NASHVILLE, Tenn. (AP) The Nashville Predators are pretty confident considering their season came to its earliest end since missing the 2014 postseason when Barry Trotz was allowed to leave.
The Predators insist they liked how they played despite losing their best-of-five qualifying series to Arizona in four games. They have been on a downward spiral: losing the Stanley Cup Final in 2017, slipping to a second-round loss in 2018, a first-round loss in 2019 and now unable to reach the first round after the NHL’s pandemic restart.
Foward Filip Forsberg said they earned their first-round exit a year ago but played well enough to win against Arizona.
”We’ve got to find the way to win these close games …,” Forsberg said. ”Everybody came ready to play for this short season, whatever comeback, and we got to find a way to win. But we definitely did enough good things for it to fall our side.”
The Predators have some contract and roster decisions to make before the next season starts. Their early loss also gave them a 12.5% chance at the No. 1 overall pick in the NHL draft, a pick this franchise has never had. But New York won the pick Monday night, leaving Nashville with the 11th overall selection in the Oct. 9 draft.
”I love our core, love my teammates,” captain Roman Josi said. ”There’s a lot of belief in our room.”
At least Nashville won’t be dealing with another coaching change with John Hynes hired in January.
DAVID POILE IN CHARGE
The only general manager this franchise has ever known faces his biggest challenge after building this team from its expansion start to Western Conference champ in 2017. The NHL’s winningest GM has several players signed to long-term contracts.

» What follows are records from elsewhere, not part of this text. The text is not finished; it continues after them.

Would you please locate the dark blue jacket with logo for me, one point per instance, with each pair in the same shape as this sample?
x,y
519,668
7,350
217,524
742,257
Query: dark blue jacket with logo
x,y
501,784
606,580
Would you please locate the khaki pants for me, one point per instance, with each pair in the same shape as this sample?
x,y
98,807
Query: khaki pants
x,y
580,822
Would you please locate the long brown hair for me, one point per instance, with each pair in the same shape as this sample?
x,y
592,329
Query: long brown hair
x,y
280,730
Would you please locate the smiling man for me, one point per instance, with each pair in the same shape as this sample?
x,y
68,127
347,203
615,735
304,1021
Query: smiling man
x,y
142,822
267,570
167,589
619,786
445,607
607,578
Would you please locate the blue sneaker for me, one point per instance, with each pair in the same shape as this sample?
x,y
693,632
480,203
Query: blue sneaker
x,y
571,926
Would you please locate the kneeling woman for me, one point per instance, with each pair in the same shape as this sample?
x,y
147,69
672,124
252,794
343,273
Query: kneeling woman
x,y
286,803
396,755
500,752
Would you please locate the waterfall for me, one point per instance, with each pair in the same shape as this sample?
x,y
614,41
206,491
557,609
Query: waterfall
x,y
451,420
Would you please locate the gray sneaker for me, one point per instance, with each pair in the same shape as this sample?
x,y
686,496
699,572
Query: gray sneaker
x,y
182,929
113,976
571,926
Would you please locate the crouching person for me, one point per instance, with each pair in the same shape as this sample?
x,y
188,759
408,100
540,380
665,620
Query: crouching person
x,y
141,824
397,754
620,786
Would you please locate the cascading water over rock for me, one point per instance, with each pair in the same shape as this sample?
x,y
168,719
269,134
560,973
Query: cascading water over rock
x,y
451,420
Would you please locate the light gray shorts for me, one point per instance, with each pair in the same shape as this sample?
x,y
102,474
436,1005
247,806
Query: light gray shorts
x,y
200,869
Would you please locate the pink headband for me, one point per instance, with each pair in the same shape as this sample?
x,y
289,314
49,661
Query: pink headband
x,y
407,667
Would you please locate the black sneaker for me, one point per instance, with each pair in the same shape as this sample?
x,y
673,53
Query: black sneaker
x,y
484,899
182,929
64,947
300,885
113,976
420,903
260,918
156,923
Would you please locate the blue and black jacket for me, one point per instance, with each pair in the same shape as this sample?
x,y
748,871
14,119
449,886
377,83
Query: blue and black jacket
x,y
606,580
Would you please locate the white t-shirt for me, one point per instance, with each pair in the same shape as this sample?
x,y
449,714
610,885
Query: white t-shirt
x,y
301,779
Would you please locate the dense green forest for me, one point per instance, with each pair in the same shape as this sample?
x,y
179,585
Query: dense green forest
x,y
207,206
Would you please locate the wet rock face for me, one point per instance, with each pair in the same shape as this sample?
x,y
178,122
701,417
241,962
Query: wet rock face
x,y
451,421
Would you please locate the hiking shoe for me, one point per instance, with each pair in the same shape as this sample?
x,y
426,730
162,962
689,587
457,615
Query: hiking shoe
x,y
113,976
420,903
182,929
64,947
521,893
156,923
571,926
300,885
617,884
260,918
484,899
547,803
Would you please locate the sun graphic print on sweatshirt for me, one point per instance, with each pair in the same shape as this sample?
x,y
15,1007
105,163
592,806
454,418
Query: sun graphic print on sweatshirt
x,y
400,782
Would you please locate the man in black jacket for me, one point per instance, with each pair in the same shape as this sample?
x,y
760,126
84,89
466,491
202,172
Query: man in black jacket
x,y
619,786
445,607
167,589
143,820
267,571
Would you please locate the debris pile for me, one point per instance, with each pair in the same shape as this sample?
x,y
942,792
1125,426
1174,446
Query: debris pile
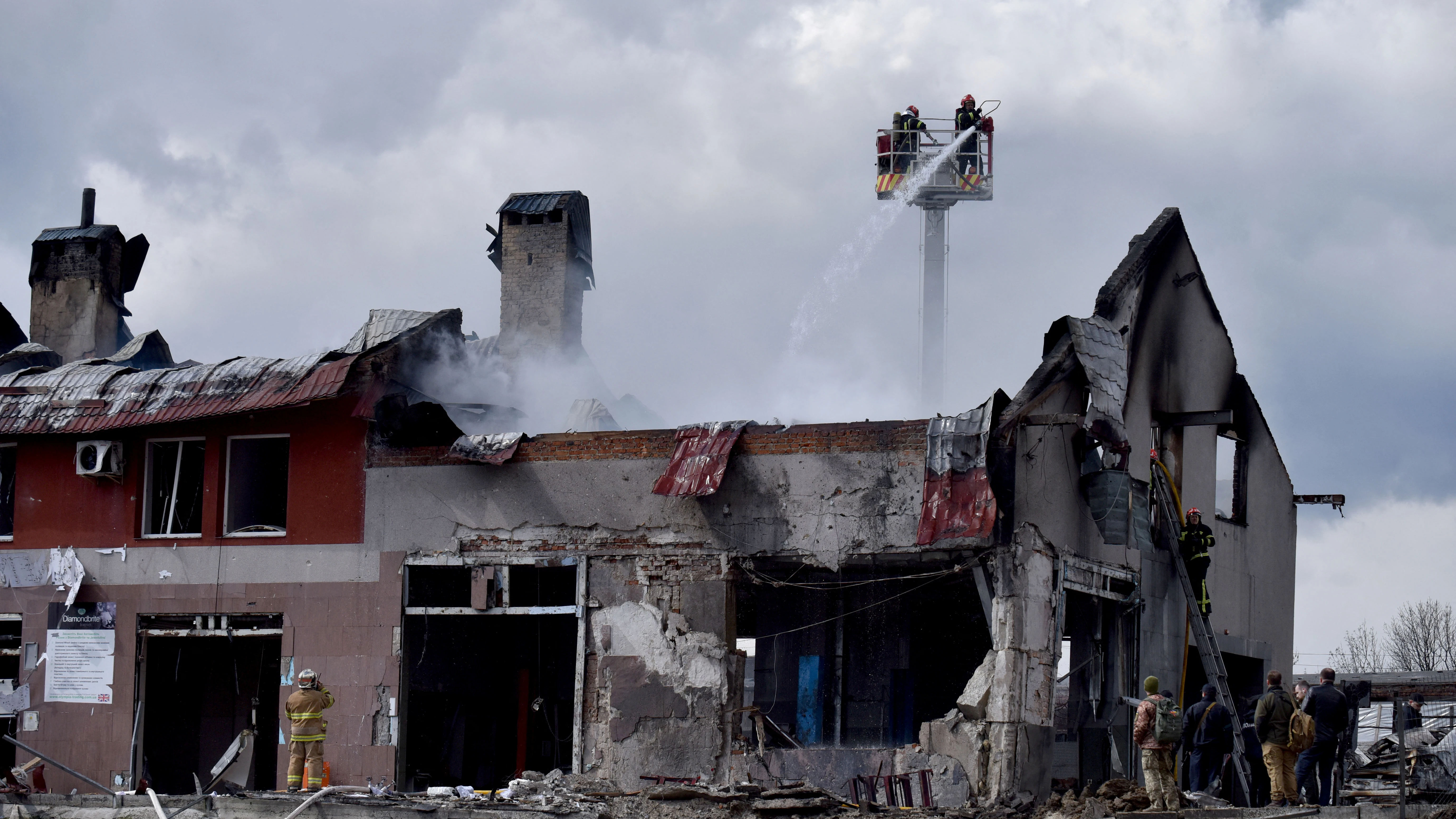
x,y
1116,796
1429,766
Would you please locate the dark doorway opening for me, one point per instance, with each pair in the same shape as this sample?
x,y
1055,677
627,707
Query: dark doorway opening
x,y
199,696
887,648
487,697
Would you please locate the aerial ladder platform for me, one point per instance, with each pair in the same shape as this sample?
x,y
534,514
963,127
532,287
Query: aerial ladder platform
x,y
1171,519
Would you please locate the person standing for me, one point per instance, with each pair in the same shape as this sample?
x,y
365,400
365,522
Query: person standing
x,y
1193,546
1158,754
966,120
1272,724
1413,712
1209,729
1332,713
308,729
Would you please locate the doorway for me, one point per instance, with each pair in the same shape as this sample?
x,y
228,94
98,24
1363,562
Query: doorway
x,y
203,680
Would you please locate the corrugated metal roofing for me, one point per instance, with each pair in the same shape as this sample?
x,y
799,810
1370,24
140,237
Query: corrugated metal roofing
x,y
700,460
385,325
1103,353
535,203
94,232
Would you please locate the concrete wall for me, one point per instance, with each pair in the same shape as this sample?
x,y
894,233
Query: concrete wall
x,y
541,289
340,607
56,506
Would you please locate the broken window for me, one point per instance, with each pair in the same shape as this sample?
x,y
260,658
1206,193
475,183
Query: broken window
x,y
257,486
8,490
1229,490
174,495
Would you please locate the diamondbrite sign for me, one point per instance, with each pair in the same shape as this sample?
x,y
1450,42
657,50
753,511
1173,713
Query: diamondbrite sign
x,y
81,652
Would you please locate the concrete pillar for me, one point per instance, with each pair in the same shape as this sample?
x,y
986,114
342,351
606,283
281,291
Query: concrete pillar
x,y
932,306
1027,646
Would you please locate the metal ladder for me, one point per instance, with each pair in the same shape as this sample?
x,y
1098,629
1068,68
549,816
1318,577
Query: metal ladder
x,y
1203,633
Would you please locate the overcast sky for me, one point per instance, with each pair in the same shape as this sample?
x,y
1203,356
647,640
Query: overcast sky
x,y
295,165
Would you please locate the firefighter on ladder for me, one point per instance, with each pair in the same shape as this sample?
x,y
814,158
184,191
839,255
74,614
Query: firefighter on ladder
x,y
305,712
1193,546
966,120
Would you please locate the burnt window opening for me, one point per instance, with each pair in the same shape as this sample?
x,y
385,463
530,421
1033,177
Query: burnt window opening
x,y
437,586
1231,478
887,650
257,499
174,500
542,586
8,490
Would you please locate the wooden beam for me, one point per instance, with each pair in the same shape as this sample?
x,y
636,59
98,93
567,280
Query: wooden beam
x,y
1205,419
1058,419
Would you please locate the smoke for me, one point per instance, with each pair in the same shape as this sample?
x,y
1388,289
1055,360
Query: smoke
x,y
542,388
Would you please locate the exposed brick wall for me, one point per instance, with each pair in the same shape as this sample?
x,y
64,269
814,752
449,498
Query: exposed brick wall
x,y
541,289
72,308
905,438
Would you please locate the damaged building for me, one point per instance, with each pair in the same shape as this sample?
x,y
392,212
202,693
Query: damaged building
x,y
721,602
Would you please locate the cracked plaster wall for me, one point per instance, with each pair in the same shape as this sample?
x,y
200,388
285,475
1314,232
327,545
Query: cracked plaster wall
x,y
819,506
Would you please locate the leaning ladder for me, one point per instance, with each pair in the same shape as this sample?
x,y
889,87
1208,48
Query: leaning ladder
x,y
1203,633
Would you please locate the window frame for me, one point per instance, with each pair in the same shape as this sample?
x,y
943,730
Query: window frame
x,y
1240,500
11,537
228,485
146,489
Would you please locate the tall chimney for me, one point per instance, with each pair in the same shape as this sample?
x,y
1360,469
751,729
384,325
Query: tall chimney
x,y
88,208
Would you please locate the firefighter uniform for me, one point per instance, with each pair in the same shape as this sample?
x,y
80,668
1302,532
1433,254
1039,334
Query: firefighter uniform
x,y
1193,546
305,712
966,120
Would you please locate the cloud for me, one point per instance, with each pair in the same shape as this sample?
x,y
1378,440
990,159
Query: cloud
x,y
1363,567
293,177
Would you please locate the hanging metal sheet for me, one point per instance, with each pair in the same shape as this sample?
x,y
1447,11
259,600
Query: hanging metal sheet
x,y
700,460
957,500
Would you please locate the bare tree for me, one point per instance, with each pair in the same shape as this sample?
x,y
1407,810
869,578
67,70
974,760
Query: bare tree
x,y
1361,653
1422,638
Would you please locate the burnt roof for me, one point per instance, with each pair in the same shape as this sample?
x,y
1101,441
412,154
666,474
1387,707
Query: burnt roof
x,y
66,234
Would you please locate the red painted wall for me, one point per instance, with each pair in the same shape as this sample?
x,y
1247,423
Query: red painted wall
x,y
58,508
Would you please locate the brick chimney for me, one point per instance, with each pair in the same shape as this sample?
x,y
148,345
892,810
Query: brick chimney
x,y
79,280
544,251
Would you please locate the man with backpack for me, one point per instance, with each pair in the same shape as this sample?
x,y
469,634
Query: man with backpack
x,y
1157,731
1332,713
1209,729
1272,724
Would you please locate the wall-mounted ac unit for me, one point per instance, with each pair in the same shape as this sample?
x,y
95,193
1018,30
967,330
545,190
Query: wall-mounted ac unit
x,y
98,458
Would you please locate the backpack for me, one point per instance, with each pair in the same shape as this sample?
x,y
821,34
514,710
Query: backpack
x,y
1301,731
1168,726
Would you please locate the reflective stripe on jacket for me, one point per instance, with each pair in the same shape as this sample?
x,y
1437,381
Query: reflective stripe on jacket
x,y
305,712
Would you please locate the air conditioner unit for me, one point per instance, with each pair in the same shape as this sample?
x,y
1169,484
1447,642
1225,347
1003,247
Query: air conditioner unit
x,y
98,458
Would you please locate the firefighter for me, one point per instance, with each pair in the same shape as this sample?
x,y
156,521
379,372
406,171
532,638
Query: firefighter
x,y
966,120
305,710
1193,546
911,130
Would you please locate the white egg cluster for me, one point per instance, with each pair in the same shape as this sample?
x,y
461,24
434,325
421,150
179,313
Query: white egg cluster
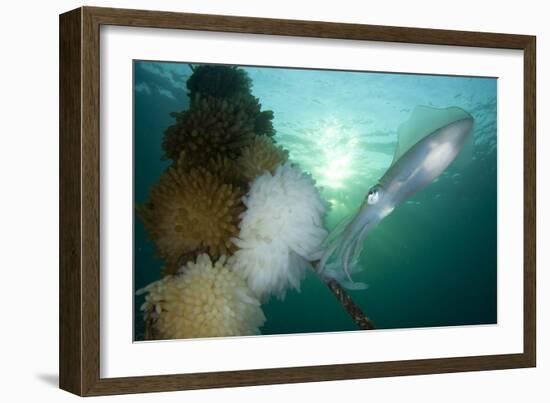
x,y
280,230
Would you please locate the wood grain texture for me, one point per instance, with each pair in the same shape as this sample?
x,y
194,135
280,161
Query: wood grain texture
x,y
80,196
70,309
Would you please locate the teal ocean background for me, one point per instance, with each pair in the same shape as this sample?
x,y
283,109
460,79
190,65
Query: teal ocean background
x,y
432,262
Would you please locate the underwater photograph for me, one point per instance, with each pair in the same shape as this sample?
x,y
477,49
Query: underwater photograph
x,y
278,200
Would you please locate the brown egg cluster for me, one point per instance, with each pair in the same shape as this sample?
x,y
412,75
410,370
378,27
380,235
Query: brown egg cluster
x,y
261,156
191,212
212,126
204,299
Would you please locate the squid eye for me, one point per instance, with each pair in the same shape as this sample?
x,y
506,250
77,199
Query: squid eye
x,y
373,196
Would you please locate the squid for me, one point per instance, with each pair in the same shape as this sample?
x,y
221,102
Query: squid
x,y
427,144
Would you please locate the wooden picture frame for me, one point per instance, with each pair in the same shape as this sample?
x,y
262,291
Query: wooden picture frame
x,y
79,346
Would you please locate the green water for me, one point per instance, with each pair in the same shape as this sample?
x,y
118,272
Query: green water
x,y
432,262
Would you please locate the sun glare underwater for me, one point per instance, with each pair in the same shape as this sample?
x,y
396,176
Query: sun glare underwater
x,y
241,173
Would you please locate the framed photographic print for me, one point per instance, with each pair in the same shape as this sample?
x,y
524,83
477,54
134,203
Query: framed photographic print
x,y
251,201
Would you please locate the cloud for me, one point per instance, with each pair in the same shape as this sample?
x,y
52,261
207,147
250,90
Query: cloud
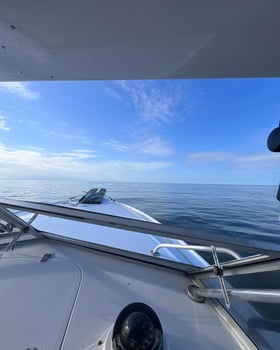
x,y
3,123
19,89
116,145
210,157
112,92
69,136
155,146
151,101
75,164
152,146
253,161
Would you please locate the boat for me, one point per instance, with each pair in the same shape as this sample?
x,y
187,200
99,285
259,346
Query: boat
x,y
91,273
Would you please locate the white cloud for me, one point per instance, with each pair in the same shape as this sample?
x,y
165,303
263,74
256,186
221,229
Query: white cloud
x,y
75,164
69,136
210,157
3,123
253,161
116,145
19,89
112,92
155,146
151,102
152,146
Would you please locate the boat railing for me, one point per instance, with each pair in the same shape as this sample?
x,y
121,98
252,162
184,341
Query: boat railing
x,y
197,248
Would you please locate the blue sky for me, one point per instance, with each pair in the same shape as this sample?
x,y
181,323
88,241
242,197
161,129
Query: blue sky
x,y
188,131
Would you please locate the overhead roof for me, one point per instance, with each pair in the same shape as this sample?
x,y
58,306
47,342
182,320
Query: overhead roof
x,y
147,39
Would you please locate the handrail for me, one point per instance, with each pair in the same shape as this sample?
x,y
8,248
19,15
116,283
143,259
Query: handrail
x,y
249,244
254,295
196,248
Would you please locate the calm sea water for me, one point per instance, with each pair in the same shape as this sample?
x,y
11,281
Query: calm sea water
x,y
229,209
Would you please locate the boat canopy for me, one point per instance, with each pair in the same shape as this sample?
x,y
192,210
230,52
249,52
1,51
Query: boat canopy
x,y
92,39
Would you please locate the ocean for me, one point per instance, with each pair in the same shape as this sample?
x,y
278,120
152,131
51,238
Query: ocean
x,y
227,209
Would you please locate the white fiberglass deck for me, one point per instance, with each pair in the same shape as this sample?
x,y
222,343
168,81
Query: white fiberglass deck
x,y
132,241
71,300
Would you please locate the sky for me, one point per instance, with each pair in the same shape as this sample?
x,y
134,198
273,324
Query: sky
x,y
172,131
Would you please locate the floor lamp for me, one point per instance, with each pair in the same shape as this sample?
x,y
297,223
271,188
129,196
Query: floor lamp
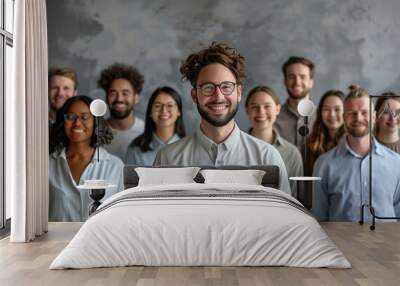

The last was Josi, who’s under contract through June 2028. Goalie Pekka Rinne, who lost his net in March and never got it back, is under contract for another season at $5 million. Combined with what’s expected to be a very short offseason, Poile will be limited in the moves he can make.
GOALIE CHANGE
Juuse Saros appears to be the Predators’ goalie moving forward after starting every game against Arizona. He will be a restricted free agent after next season. Nashville also must decide if Rinne, who turns 38 in November, should continue as the backup another season.
BIG MONEY, BIGGER EXPECTATIONS
Poile gave Matt Duchene a seven-year deal worth $56 million last July, finally landing a center the Predators had been linked to for a couple years. But Duchene followed a disappointing season with an underwhelming performance in the qualifying series. He had one goal and an assist with a minus-4 rating. He also was caught offside erasing a go-ahead goal by Kyle Turris in the Game 3 loss.
Duchene has company. Turris, who also hit a post in Game 3, also was a minus-4 with no points. He’s under contract through 2023-24 at $6 million a year. Craig Smith and Mikael Granlund, who combined for one assist, will be free agents.
DEFENSIVE WOES
The Predators fixed at least one area. Shut out on the man advantage in their first-round playoff loss to Dallas a year ago, they ranked fourth through the qualifying and round-robin rounds scoring an average of 28.6% on the power play.
But they gave up 3.5 goals a game to Arizona after being 20th during the regular season allowing 3.1 goals a game. That’s a high number for a franchise originally built on defense from the net out.
COACHING COMFORT
The Predators all agreed they are much closer to playing how Hynes wants. He took over Jan. 7 after Poile fired Peter Laviolette, and the NHL’s restart gave Hynes the training camp he missed as a midseason replacement. He reunited the JOFA line, and Filip Forsberg, Ryan Johansen and Viktor Arvidsson came through with 13 points in the series loss to Arizona.
Defenseman Ryan Ellis believes the Predators are mentally tougher under Hynes than they used to be.
”We were our own worst enemy at times,” Ellis said. ”If it was the old team, and a lot of the situations we were put in, we wouldn’t have played as hard as we do.”